The president said he had decided 14 articles needed further review after receiving input from various groups and ordered his minister “to perfect” the bill before it is deliberated on by the next parliament.

At a news conference, Law and Human Rights Minister Yasonna Laoly said he would follow the president’s order to clarify some clauses of the bill, while fiercely defending it.

Laoly criticised some media portrayals of the bill, which he described as more lenient than the current Dutch colonial-era set of laws. He said sex outside marriage was only an offence if a parent, child or spouse lodged a complaint or a village chief did so after receiving permission from the family.

As parliament’s current term ends this month, lawmakers had scrambled to wrap up debates on several bills, including new rules that activists say will strip the anti-corruption agency of its effectiveness.

A new parliament of members elected following April’s legislative vote begins its term next month.

Hundreds of students staged protests outside parliament on Thursday against the proposed changes to the criminal code.

Tempo newspaper on Friday likened the planned revisions to a return to the “New Order” of former authoritarian ruler Suharto, who curbed free speech and allowed cronies and his family to control big chunks of the economy.

The Institute for Criminal Justice Reform, a non-government organisation, welcomed the delay and urged the government to set up an expert panel to ensure a new draft is “in line with the principles of constitutional democracy” and has wide public support.

“Indonesia’s draft criminal code is disastrous not only for women and religious and gender minorities but for all Indonesians,” said Andreas Harsono, senior Indonesia researcher at Human Rights Watch.
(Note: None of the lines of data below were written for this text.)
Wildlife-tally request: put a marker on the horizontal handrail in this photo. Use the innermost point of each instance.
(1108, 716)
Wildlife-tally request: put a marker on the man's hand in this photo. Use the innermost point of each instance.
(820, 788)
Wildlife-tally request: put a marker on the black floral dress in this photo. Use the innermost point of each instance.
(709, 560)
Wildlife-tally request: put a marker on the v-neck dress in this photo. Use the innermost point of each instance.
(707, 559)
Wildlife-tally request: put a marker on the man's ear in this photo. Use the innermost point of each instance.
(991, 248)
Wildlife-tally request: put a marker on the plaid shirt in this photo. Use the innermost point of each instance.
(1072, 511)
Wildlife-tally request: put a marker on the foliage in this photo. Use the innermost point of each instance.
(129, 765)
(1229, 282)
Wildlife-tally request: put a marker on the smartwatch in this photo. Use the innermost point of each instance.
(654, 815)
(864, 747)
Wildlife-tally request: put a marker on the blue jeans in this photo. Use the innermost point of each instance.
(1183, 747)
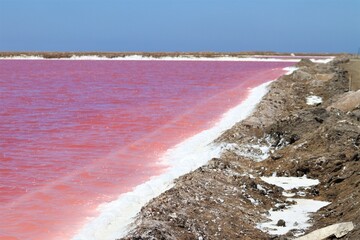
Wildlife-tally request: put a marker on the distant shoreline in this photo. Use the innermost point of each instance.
(110, 55)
“Lawmakers should remove all the abusive articles before passing the law.”

The planned revisions had also spurred neighbour Australia to update its travel advice, warning citizens of risks they faced from sex outside marriage or same-sex relations in Indonesia if the new rules take effect.

Australians are among the leading visitors to the holiday island of Bali and the country’s Daily Telegraph newspaper carried a lurid headline on Friday: “Bali Sex Ban”.